Other challenges involved changing the workflow within departments.
"Technologists and radiologists were learning a new work flow; it was a big cultural challenge that involved lots of training. People were very involved in the development of the new workflow and design sessions," she said.
And when it came time to go live, the IT department provided what LaReau calls "at-the-elbow support 24/7. We also ran a large command center to take challenges and questions by phone. Certain people get in the groove fast, but for others it took months."
Now, instead of being cued to read a film or act on an order by paper, the prompts come electronically.

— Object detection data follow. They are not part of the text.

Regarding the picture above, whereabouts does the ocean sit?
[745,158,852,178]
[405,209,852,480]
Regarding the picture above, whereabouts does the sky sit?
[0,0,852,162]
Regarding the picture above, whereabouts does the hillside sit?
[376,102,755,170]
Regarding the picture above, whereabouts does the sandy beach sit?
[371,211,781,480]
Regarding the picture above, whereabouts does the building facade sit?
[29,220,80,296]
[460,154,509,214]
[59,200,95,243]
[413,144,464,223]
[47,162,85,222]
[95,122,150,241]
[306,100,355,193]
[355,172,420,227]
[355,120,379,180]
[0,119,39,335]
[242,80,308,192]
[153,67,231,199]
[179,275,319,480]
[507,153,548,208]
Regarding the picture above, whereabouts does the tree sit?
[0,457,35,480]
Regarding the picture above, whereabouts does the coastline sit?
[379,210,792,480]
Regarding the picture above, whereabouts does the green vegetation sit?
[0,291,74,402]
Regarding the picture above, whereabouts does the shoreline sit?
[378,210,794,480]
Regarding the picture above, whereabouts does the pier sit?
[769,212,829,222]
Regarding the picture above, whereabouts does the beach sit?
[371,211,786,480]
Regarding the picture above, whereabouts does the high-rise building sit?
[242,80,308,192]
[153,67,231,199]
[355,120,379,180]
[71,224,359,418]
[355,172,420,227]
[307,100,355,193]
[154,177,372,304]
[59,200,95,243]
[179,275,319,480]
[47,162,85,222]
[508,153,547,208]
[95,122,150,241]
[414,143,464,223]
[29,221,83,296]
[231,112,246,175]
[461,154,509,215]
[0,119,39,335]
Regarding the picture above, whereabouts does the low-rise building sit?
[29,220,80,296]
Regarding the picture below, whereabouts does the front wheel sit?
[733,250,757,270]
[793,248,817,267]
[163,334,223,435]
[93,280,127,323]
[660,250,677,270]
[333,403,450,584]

"An order is placed and they go into cues," she said. "Technologists look at those and they are prioritized depending on the urgency of exams. They constantly monitor those cues. Once an exam is completed it goes to a radiologist's cue. As they pull an item off their PACS read list, it simultaneously launches the EHR for them. It also pulls up images and then they hit the button for dictation. At that point they can send their report to a transcriptionist or they can self-edit and complete the document. It also files a copy in medical record."
The team at Regions affectionally calls these multifunctional radiology workstations "Star Wars."
She said that having access to imaging reports sooner has been a "patient satisfier" and has allowed the organization to handle more patients.
They've also eliminated the cost of film storage – a $300,000 per year savings.
"The health plan recently implemented decision support for diagnostic imaging so volume levels have been greatly impacted by high-tech imaging," she said. "If you look at national statistics on things such as MRI, volumes for MRIs have exploded. The question is, are all of them necessary? The American College of Radiology has developed guidelines on necessity for images. So decision support was built into the system. Based on that, our volumes of MRIs have decreased."
LaReau concluded by saying all of these advances at HealthPartners fit with healthcare reform.
"It's about having the right information on hand. If a patient shows up in the ER, you know their medications, problems, history, and you don't have to start from scratch," she said. "This just ensures that whole continuum of care by following the patients throughout an integrated system."
She estimates the radiology project cost $1 million.
The organization is now simultaneously focusing on medical device integration directly into the EHRs.
"What we're trying to do is to reduce the onus on the clinician to have to enter information into the EHR," she said.